Somewhere along the way I realized the stress wasn't worth it and decided my family had first claim on my time, period. I stopped rushing to the computer to write "one more sentence" during the kids' playtime. I stopped working late after the kids were in bed and started spending the evenings with my husband instead. Basically, I stopped working anytime except mornings while the kids were in pre-school.

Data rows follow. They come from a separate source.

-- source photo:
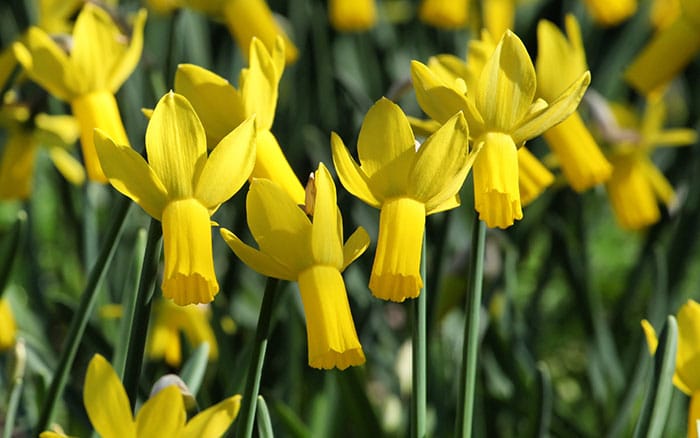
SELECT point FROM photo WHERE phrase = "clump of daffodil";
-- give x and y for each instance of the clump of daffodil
(24, 139)
(221, 108)
(636, 184)
(163, 414)
(611, 12)
(246, 19)
(352, 15)
(406, 183)
(559, 63)
(687, 375)
(502, 113)
(101, 58)
(310, 252)
(181, 187)
(668, 52)
(169, 322)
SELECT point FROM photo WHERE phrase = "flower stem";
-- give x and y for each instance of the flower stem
(82, 315)
(142, 312)
(418, 339)
(252, 386)
(465, 404)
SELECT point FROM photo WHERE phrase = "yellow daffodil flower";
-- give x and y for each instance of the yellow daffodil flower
(100, 60)
(352, 15)
(502, 113)
(181, 187)
(611, 12)
(559, 63)
(448, 14)
(637, 184)
(668, 52)
(311, 252)
(55, 133)
(164, 414)
(246, 19)
(169, 321)
(687, 375)
(221, 108)
(406, 183)
(8, 327)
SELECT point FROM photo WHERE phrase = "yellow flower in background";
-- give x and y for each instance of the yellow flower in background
(611, 12)
(100, 60)
(245, 20)
(163, 414)
(559, 63)
(352, 15)
(637, 185)
(668, 52)
(502, 113)
(181, 187)
(310, 252)
(687, 375)
(406, 183)
(448, 14)
(169, 322)
(221, 108)
(8, 326)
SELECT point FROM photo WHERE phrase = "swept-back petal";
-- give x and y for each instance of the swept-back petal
(106, 401)
(129, 173)
(259, 261)
(217, 103)
(507, 85)
(228, 166)
(536, 122)
(214, 421)
(351, 175)
(440, 171)
(176, 145)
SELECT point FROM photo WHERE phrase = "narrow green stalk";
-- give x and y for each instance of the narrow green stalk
(470, 349)
(82, 315)
(418, 343)
(252, 386)
(142, 312)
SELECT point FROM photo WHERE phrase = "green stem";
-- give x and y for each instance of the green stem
(142, 312)
(252, 386)
(82, 315)
(470, 349)
(418, 343)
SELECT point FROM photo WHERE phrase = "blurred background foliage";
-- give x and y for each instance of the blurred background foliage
(565, 288)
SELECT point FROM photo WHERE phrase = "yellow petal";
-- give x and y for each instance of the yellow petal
(496, 191)
(257, 260)
(356, 244)
(129, 173)
(188, 276)
(351, 175)
(541, 119)
(106, 401)
(507, 85)
(213, 421)
(442, 164)
(47, 64)
(176, 145)
(217, 103)
(396, 269)
(162, 415)
(228, 166)
(325, 232)
(330, 330)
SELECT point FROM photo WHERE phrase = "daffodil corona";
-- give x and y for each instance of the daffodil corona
(310, 252)
(181, 187)
(406, 183)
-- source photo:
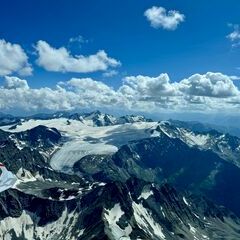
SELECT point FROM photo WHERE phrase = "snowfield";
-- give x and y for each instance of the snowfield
(7, 179)
(82, 138)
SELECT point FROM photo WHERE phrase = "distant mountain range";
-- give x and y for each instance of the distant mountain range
(96, 176)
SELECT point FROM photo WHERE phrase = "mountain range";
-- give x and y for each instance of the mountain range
(97, 176)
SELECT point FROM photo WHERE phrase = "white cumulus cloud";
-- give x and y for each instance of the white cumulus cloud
(61, 60)
(159, 17)
(13, 59)
(200, 92)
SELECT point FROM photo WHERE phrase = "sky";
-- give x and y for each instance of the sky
(145, 56)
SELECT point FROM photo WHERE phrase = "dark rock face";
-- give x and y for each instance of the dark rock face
(168, 159)
(164, 209)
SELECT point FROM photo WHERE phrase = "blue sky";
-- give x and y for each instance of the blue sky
(198, 44)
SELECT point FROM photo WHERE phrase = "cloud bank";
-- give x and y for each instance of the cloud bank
(159, 17)
(211, 92)
(13, 59)
(61, 60)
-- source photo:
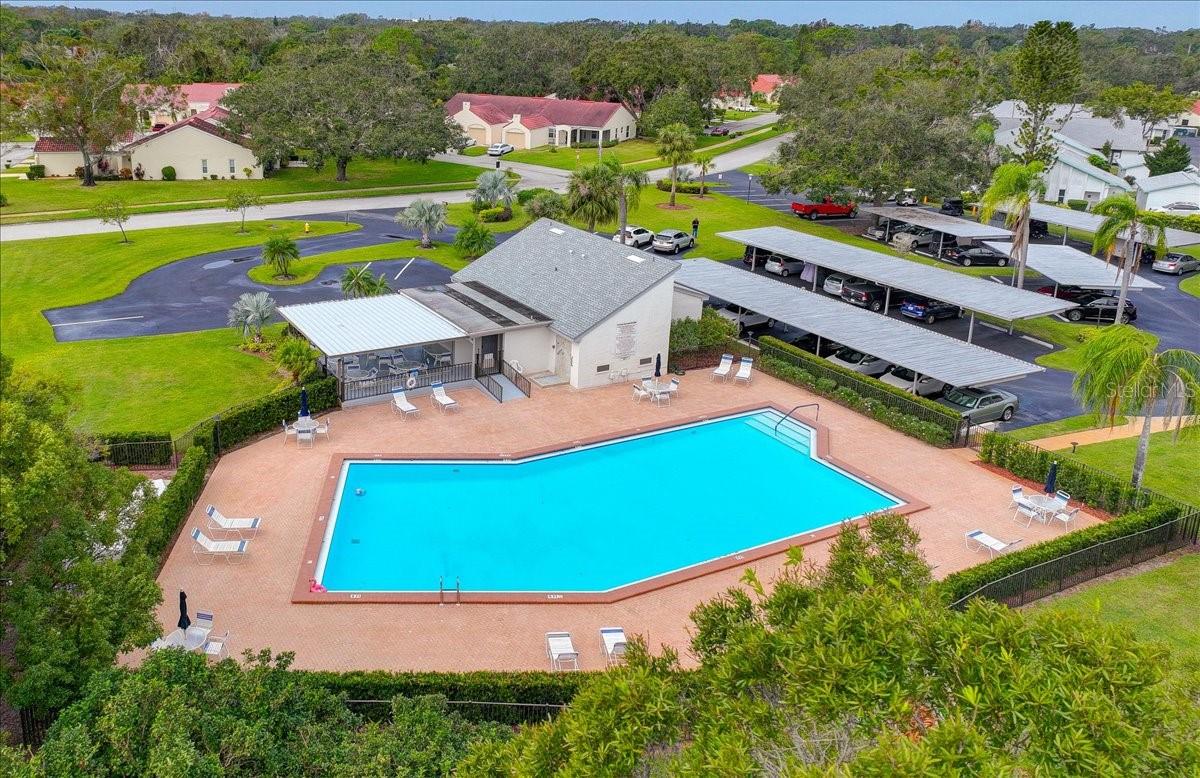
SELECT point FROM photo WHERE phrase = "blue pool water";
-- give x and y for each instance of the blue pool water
(586, 520)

Like I said, it sounds crazy: but most of the good things that have happened to me career-wise have happened since then. It turns out that happy kids leave more brainspace for effective writing. Go figure.
What advice do you have for aspiring writers?
Don't put your writing ahead of your family. It's not worth it.
Also, don't worry too much about all the conflicting feedback you get from your critique group. Find the type of fiction you love to write, learn to write it well, and trust that it will find a home somewhere.
Advice for aspiring entrepreneurs/publishers?
Don't risk anything you're not willing to lose. This includes, but is not limited to, money.
Also, don't make the mistake of thinking it was wrong to try something just because it didn't work out. If you try and fail, at least you know that. If you don't try, you're likely to lie awake nights for the rest of your life wondering what might have happened if you'd given it a shot.
Anything else you want to plug?
Just a couple of links.
* Go build your dream anthology at anthologybuilder.com! We've got five or six stories from the Nebula Preliminary Ballot, so this is a handy way to catch up on some Awards reading.
* You can listen to me ramble at nancyfulda.livejournal.com. I don't post daily, but I like to think that when I do post, it's useful.
* And should you someday see a book by Nancy Fulda at your local bookstore, pick it up and flip through it. If you don't, you may spend the rest of your life wondering what you missed out on.